When the lights go on in bedrooms across Michigan on early school day mornings, young children are roused from their beds by their parents. During that day, these parents will be called upon to decide what foods their children will eat and what foods they will avoid. These parents will decide with whom their children will play, how much television they will watch, and how much homework they will do. These parents will decide which physicians will treat their children’s injuries, which dentists will check their teeth, and which baby-sitters will care for them in the parents’ absence. As their children grow, these parents will help them decide which clubs and organizations to join and which courses of study to pursue. As the young people approach high school graduation, these parents will offer counsel regarding future educational and vocational pursuits.

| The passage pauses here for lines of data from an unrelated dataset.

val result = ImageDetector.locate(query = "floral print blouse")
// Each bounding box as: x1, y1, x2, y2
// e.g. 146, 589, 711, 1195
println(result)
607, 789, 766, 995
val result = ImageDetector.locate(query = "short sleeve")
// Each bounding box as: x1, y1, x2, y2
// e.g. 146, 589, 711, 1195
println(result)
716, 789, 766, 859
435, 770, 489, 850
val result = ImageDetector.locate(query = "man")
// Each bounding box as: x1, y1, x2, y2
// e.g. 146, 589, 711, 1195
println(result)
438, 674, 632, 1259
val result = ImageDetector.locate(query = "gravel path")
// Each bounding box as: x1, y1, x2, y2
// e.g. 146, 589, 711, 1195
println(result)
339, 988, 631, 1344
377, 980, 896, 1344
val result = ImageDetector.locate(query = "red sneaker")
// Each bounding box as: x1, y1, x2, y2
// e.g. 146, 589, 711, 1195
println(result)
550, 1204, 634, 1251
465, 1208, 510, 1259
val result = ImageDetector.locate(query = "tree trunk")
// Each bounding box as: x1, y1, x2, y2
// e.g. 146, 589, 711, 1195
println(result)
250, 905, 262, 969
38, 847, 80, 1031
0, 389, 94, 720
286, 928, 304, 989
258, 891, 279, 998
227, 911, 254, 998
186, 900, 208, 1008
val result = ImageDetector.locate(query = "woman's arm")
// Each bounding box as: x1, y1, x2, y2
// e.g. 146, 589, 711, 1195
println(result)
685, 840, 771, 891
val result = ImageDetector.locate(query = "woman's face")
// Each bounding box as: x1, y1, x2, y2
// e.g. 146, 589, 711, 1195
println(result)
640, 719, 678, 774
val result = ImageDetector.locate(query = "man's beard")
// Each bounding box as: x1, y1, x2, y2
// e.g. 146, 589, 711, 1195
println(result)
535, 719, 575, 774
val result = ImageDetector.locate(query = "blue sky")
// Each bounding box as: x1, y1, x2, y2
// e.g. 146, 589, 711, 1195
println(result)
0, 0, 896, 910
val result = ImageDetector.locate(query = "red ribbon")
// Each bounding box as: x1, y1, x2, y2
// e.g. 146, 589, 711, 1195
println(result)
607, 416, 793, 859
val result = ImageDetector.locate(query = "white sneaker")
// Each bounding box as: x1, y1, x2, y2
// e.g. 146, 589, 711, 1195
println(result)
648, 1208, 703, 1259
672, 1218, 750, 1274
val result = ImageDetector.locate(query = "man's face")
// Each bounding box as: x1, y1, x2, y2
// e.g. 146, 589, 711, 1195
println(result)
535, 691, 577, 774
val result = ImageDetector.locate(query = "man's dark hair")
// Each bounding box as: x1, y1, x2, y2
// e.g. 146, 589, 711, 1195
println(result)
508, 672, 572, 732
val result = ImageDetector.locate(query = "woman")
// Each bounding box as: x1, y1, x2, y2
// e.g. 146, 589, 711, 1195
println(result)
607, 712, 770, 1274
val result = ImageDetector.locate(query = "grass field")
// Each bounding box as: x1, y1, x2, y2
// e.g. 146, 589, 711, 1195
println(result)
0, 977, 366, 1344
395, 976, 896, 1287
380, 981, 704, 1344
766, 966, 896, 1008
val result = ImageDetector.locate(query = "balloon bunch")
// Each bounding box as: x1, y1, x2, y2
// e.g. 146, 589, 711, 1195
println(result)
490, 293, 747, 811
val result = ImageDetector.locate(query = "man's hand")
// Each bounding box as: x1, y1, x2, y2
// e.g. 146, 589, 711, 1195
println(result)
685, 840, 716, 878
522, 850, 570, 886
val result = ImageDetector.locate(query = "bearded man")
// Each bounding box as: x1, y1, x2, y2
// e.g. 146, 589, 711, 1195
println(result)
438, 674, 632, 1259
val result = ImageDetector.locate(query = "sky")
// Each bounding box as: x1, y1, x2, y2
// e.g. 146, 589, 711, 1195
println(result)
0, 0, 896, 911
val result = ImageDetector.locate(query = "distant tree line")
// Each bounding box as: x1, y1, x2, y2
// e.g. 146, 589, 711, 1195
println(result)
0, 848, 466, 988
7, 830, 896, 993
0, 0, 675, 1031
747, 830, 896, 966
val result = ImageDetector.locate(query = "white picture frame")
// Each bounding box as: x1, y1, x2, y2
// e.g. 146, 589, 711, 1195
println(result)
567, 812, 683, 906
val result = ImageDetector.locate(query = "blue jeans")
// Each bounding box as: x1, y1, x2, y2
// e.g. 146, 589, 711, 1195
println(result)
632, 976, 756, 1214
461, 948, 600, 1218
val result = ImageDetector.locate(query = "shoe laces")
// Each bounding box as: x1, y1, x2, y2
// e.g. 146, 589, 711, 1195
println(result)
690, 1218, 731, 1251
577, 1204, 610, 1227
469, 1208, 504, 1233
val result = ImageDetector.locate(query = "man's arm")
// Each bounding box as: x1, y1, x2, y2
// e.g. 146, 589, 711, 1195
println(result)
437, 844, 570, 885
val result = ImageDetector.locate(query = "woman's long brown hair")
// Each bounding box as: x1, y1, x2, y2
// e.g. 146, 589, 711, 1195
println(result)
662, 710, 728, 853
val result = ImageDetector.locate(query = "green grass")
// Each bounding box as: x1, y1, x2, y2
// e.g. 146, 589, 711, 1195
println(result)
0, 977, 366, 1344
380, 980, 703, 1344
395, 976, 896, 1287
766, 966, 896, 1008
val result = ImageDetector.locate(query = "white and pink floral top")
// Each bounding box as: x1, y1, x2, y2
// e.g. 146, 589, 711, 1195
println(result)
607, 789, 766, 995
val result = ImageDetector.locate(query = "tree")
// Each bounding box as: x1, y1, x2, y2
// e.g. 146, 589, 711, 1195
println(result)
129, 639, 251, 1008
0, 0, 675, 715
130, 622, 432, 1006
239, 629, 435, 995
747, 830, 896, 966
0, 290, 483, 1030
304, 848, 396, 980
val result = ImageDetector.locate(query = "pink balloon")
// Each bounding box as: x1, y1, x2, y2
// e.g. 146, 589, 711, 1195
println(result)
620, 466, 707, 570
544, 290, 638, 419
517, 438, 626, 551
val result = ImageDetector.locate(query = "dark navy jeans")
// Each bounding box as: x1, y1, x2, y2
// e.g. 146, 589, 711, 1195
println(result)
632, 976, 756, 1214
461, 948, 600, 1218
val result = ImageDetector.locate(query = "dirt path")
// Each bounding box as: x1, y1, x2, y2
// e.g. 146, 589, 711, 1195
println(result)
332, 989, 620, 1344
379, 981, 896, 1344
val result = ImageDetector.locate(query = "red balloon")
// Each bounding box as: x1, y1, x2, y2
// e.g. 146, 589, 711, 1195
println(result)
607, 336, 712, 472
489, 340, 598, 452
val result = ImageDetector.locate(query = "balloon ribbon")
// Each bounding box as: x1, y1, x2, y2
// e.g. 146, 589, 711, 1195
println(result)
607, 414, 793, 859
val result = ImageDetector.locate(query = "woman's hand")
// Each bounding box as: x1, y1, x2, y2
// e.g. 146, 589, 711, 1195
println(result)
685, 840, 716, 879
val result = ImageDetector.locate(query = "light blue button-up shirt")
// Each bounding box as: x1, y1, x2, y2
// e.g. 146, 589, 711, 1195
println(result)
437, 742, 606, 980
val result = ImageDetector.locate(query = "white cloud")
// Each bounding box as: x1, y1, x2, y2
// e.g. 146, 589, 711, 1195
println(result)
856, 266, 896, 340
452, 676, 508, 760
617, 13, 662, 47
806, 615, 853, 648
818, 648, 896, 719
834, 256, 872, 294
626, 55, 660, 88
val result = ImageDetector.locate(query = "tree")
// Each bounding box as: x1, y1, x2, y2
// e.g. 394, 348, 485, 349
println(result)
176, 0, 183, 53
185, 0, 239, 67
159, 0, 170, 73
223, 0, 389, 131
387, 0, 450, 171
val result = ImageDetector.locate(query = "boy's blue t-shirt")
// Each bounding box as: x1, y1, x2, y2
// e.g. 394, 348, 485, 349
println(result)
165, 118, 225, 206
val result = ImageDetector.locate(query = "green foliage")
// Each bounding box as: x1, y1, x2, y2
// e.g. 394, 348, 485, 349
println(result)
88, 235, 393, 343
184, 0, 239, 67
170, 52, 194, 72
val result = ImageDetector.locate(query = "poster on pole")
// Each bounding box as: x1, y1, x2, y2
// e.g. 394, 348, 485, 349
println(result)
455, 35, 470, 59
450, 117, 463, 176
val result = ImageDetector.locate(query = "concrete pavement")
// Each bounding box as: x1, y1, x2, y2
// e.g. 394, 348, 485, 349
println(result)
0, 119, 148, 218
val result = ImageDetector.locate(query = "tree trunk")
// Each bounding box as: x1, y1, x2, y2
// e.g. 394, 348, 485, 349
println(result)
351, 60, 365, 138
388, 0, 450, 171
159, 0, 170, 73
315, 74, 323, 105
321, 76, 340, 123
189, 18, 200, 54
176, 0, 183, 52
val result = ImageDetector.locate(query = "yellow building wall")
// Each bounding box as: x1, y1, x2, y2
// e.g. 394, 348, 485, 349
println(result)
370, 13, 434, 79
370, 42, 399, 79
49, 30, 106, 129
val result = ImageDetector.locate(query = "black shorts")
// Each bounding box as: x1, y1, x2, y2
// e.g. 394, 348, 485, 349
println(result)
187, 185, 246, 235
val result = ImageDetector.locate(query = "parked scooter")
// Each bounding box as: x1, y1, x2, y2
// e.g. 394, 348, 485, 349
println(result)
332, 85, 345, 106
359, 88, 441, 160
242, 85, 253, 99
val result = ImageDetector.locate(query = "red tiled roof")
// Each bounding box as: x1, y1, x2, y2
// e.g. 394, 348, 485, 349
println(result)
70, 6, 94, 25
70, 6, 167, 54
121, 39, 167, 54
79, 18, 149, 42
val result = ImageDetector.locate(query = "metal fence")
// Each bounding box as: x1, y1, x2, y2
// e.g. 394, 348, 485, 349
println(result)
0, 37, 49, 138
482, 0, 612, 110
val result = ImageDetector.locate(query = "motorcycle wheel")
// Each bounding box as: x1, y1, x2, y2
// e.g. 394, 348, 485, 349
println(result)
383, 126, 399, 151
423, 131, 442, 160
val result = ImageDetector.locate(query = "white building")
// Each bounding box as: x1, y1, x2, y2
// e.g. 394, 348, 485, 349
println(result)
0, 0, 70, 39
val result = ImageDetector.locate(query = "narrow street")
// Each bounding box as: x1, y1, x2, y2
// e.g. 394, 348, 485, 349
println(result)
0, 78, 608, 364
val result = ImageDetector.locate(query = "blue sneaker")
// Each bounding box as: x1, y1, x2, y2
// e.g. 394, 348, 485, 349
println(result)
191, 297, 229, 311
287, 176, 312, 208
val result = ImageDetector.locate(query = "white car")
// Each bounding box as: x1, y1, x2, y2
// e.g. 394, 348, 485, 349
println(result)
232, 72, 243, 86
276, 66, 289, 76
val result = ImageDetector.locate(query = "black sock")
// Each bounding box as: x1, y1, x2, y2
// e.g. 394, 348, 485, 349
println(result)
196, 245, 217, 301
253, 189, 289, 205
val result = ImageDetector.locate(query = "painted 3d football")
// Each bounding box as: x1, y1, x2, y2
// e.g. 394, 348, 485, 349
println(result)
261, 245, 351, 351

Yet in spite of the fact that parents are entrusted to make vital decisions in nearly every area of their children’s lives, most Michigan parents are unable to make true choices about one of the most important aspects of their children’s development. For 180 days of the year, most children are sent to a government-mandated, government-assigned educational institution.1

But slowly, things are beginning to change. Historians who look back on the 1990s may well view this decade as one of true educational reform—a turning point when Americans not only talked about reform but individually and collectively made choices about their schools and the quality of American education.

Historians who look back on the 1990s may well view this decade as a turning point when Americans not only talked about reform but individually and collectively made choices about their schools and the quality of American education.